I’m a fan of the power of social learning. When people get together (and the process is managed right), the outcomes of a negotiated understanding can be powerful. However, in designing learning, working in groups has some real negative perceptions and realities. The open question is: what to do?
The problems are well-known. As my kids complained, on group projects some team members will reliably slack, letting the most driven student do the work. Even with a commitment, there can be differences in working style: getting started early versus preferring to do it under pressure.
Some things have been tried. When I assigned group projects, I told my students I expected them to do equal work, and would grade accordingly. If it didn’t end up being the case, they were to each write up a report on what each team member did, including themselves. Others require this, regardless, and that sounds like a smart way to make concrete a requirement for contribution.
One thing to be addressed is invigilation. Is the work being tracked in any way? If they’re working in a collaborative environment that tracks contributions via versioning or some other way, then there’s a trail of work that can be scrutinized. Extra work, to be sure, but it’d serve as a tie-breaker if there was some question about contribution.
Another issue is support for working in groups. When I first assigned group work, it became clear that they didn’t know how (?!?!). So I wrote up a little guide to doing group work, and those problems subsided. Working together is a skill that shouldn’t be taken for granted. There should be some explicit statement of expectations if you can’t determine whether there’s reliable prior experience. (Certainly, it seems that the teachers weren’t providing guidance or oversight, in the case of my kids.)
As an aside: make sure the students know why you’re asking them to work in groups. I’ve learned that learners will be much more willing to undertake what you assign if you explain the rationale that justifies your choice!
Then there’s them question of just when group work makes sense. Given that the value-added benefit is the negotiated understanding, it would make sense to do that when the material is complex, and there’s a risk of an individual taking a unique, incomplete, and or imperfect understanding. At times when you want to assess an individual’s ability to deliver, you wouldn’t want a group project!
There’s also the issue of the nature of the task.
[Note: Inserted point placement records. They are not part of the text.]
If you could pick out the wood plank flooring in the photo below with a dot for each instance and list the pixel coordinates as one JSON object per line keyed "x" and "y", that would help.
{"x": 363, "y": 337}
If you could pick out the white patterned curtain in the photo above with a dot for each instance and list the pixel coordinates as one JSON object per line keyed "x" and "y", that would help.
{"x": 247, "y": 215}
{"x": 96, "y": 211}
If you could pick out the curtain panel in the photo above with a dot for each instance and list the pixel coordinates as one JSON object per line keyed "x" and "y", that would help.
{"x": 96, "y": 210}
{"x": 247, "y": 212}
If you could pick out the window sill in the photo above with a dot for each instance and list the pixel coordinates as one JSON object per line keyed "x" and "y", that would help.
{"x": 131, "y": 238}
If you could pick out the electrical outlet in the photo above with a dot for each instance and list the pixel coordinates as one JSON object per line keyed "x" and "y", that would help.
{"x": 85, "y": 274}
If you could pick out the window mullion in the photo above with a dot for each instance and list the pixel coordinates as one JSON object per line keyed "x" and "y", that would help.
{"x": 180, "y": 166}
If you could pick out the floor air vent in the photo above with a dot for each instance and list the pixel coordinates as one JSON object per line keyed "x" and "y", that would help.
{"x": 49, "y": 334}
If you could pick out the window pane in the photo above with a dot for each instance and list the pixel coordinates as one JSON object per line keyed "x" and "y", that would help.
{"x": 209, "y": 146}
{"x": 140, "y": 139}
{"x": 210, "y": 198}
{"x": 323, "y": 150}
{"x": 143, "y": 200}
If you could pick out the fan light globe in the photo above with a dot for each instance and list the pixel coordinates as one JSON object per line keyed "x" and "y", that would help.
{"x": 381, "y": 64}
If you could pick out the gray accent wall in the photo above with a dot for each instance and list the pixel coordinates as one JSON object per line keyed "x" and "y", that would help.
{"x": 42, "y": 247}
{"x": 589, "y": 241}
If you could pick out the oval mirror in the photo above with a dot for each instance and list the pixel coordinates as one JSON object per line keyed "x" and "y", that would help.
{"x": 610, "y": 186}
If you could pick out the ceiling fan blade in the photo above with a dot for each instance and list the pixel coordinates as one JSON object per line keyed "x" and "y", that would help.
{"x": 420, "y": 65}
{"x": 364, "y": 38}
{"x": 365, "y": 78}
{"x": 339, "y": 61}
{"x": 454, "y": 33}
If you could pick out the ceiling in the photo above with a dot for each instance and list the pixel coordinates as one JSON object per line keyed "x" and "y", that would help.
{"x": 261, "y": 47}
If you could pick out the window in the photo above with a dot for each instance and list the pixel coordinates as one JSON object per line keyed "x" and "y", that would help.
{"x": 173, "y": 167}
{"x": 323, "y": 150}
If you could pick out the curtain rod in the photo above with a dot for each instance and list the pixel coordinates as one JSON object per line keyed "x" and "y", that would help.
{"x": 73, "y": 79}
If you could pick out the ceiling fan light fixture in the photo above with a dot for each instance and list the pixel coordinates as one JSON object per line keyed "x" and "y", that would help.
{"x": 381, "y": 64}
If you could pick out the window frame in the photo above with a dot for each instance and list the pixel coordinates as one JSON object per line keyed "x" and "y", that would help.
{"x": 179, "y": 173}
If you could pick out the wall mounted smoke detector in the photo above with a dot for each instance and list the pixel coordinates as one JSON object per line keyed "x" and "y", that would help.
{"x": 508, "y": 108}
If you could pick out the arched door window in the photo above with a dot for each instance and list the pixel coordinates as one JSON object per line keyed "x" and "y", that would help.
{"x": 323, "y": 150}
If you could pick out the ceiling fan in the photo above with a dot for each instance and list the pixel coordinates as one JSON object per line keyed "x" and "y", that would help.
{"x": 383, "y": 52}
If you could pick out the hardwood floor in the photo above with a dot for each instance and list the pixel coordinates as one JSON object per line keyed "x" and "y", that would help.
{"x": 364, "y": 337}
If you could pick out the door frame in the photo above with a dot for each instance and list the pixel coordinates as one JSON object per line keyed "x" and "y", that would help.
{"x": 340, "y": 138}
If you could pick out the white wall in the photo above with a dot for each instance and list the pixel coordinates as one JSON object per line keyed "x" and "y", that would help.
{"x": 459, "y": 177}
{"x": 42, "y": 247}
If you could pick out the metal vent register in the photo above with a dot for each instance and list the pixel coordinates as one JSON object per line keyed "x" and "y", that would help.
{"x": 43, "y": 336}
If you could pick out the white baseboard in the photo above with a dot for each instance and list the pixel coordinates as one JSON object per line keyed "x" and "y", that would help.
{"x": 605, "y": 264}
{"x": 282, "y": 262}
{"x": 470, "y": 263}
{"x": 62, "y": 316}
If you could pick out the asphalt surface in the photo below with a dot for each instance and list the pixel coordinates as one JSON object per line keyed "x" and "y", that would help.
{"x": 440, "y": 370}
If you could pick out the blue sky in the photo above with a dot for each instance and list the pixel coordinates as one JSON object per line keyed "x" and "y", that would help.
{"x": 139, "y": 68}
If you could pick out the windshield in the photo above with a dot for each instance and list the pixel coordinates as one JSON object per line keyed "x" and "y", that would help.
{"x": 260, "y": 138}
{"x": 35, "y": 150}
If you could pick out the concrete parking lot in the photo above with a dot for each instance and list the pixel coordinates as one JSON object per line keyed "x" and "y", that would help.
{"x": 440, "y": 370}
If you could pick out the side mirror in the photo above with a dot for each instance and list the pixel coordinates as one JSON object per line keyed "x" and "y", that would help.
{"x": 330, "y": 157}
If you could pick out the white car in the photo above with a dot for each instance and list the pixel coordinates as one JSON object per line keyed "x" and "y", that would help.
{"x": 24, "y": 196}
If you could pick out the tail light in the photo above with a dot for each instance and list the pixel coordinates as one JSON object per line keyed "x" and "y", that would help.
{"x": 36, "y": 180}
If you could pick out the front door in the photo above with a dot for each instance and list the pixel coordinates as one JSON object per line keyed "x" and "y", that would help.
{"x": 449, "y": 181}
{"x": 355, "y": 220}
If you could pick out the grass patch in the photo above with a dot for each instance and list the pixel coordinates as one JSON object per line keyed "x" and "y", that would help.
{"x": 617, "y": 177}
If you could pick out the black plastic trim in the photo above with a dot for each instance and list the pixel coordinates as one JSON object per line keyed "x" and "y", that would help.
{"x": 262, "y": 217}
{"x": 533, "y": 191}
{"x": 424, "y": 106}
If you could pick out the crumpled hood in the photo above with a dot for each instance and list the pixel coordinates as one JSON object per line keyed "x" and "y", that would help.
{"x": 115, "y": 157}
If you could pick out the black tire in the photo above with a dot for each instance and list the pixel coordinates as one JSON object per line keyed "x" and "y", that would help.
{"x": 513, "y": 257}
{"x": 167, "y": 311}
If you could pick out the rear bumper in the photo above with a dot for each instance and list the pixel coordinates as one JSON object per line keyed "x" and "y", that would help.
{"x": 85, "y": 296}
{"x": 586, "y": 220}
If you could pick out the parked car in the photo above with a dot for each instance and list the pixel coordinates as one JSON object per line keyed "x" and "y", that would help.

Are you just having them come to a shared understanding in representing their thinking (e.g. a response to a question) or actually produce a work product of some sort (a video, presentation, report, etc). If you can get what you need with less effort, you shouldn’t assign a more complex project.
Which brings up the issue of the scope of the work. I would expect that the more imposing the total amount of work is, the more it would invoke those with time or effort concerns to be lulled to the lazy side. Keeping the scope small might contribute to a greater willingness to participate.
Breaking up the deliverables is one way to manage student effort. If you have interim deliverables, it helps manage the process and the time. Certainly, early in a curriculum, you could provide this scaffolding (and make it explicit), and then gradually hand off responsibility for the learners to internalize the self-management. (Meta-learning!)
Breaking it up can also manage to address the contribution. If individual submissions are required before group ones, you can at least have the learners having had to contribute thought before sharing and creating a greater understanding.
Finally, there’s the issue of group work in an independent schedule. In a cohort model (scheduled timetable) it’s easy, but otherwise, how do you do it? If there’s ‘critical mass’, you can have learners arrange to meet with anyone available. If there’re more, you could even have them indicate working style preferences: quick, early, what media channels. Otherwise, it’s more challenging (or a non-issue, just don’t do it).
There are lots of issues and potential solutions for addressing group work. I can’t say I’ve found an easy solution, despite having wrestled with it. I think it’s important, so I’m curious what you’ve tried and found out!
Mick Gwyther says
Interesting post Clark – we tried collaboratively documenting in advance with the learners indicators of a successful group things like communication task allocation decision making evaluating and performance revising etc. We then supported groups to work and record that work as they worked to complete their project. At intervals we’d survey the group and individuals to review group and individual performance. Members could reflect anonymously on each other against the group indicators wed earlier established using google forms. We figured the project work would be easy for members to complete but that the group management and participation processes would challenge learners more so we invested more energy in facilitating that. Members were high school students released from school to study entry level multimedia with us. Cheers Mick
Clark says
Mick, nice move to recognize that group management and participation would be the barrier. Did it help? Thanks for the feedback!
Marcia Brown says
Interesting. I work with adult learners in a corporate Learning and Development department. Group learning is an essential tool for us, but we closely monitor and guide the learning process within the groups to make sure the issues are clearly understood and that the end-goal is defined adequately by the learners. Small groups work best, and switching the roles within the group as the project unfolds helps to ensure learner participation.
Clark says
Marcia, I think that ‘guide the learning process’ for groups is a critical element to success. Don’t expect that they have the skills, develop them! Thanks for sharing!